In some cases, the valves were dirty, and in one instance, the discharge air setpoint for the AHU had been set to an unobtainable low setpoint. But this was automatically adjusted when the Delta T Manager was turned on." Another example found that the old pneumatic valve on one AHU had been operating at a Delta T of about 6° - 7°F. When replaced with the Belimo Energy Valve, the Delta-T improved to 8° - 10°F. "A benefit was in smart mode; we didn't even have to look at the data. The problems corrected themselves", added Dempster. Figure 1 shows the performance of a single AHU at the facility using the Energy Valve and illustrates how the Delta-T Manager significantly improved its efficiency.

Operating Mode Comparison Example


The gray data points show how the valve performed using standard position control. In this mode, the Delta-T Manager is not enabled, and the valve is essentially operating as a conventional control valve. The orange data points stated "Flow Control" show how the valve performed using independent flow control. The orange data points stated "Delta T Manager" show how the Energy Valve performed with the Delta-T Manager enabled. By examining the graph, when the Delta-T Manager was enabled, the Energy Valve used roughly 2.5 times less water to achieve 60 tons of cooling capacity than when it was mimicking a conventional control valve. Delta T also increased from approximately 6°F in conventional control mode to 15°F using the Delta-T Manager.

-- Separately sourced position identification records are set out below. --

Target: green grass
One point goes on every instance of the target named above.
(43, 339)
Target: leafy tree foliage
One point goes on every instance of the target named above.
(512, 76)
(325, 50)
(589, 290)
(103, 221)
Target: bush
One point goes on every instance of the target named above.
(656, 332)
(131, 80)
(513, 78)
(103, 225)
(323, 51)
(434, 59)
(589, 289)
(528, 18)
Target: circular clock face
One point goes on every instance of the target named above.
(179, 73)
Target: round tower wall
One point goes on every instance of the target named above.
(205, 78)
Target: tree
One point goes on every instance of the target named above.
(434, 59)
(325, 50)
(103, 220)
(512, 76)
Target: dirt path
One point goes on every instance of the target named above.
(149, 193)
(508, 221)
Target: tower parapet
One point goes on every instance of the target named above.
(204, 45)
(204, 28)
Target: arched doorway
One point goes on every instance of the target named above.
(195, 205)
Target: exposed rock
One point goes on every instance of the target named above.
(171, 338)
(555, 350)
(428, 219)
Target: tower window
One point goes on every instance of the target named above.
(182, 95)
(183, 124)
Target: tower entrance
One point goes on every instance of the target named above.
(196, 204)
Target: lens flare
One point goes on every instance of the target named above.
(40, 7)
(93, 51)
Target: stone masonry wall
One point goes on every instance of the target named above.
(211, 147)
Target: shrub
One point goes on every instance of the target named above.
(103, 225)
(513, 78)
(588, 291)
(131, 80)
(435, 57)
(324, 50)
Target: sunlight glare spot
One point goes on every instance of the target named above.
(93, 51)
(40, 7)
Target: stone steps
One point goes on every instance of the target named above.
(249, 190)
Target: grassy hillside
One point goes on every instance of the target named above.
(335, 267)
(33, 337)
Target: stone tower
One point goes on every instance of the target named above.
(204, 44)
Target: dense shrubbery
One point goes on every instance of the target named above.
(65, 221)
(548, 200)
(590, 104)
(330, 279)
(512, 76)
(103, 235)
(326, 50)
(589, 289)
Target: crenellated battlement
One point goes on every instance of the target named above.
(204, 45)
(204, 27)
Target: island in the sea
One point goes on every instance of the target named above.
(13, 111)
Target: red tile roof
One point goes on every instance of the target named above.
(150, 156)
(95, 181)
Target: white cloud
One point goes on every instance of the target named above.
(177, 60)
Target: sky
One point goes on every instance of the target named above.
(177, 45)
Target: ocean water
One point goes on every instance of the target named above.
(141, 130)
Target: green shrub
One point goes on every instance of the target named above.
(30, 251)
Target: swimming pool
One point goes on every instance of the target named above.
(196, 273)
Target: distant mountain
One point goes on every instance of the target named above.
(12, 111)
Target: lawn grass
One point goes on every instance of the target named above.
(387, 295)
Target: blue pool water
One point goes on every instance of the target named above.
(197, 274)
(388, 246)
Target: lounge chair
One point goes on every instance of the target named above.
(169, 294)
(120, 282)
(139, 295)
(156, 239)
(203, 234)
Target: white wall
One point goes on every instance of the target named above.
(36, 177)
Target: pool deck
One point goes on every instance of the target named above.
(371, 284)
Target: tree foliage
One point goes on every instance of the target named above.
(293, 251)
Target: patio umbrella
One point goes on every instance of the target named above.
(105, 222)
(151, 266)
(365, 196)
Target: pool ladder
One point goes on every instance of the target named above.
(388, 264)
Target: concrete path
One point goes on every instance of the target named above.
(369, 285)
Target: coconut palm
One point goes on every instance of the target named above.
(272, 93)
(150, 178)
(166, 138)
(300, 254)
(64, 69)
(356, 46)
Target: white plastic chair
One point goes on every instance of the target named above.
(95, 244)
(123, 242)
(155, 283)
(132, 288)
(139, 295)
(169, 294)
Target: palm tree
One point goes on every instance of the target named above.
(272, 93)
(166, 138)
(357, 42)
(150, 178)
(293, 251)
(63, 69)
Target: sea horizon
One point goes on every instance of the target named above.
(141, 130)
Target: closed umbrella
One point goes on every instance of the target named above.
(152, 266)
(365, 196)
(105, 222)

Ben Erpelding, Chief Technology Officer at Optimum Energy, analyzed the data collected during the pilot program. He explained in some cases, the Belimo Energy Valve yielded tremendous energy and cost-saving a potential $1.5 million annually. The real lesson was how the valve could be used as a preventative maintenance tool and its importance in creating long-term sustainability. "In our industry, it's not only about what we can get right when the system is first installed," said Erpelding, "it's whether we can maintain it at peak performance in the years between commissioning and retro-commissioning." Once brought online, the Belimo Energy Valve becomes part of the "Internet of Things (IoT)." In addition to allowing facility managers to see what's happening in real-time, the Energy Valve accurately and continuously records more than 40 different data points and plots the data over 13 months. Managers can monitor trends and pinpoint when a problem occurs and when it self-corrects.

Optimum Energy's pilot program involved retrofitting an existing data center building; Erpelding believes the Belimo Energy Valve also has serious potential in the new construction market. "By installing the valve in new buildings, proof that systems are working as intended is available at systems start-up. The guesswork is taken out of the commissioning process. Engineers and building owners see first-hand that temperature, water flow, Delta-T, and other parameters are set to their intended points. It completely aligns with the thrust toward monitoring-based commissioning." For Erpelding and Dempster, the future of the HVAC industry is about more than reacting to problems when they occur, no matter how quickly; it's about seeing problems coming before they impact system efficiency or occupant comfort.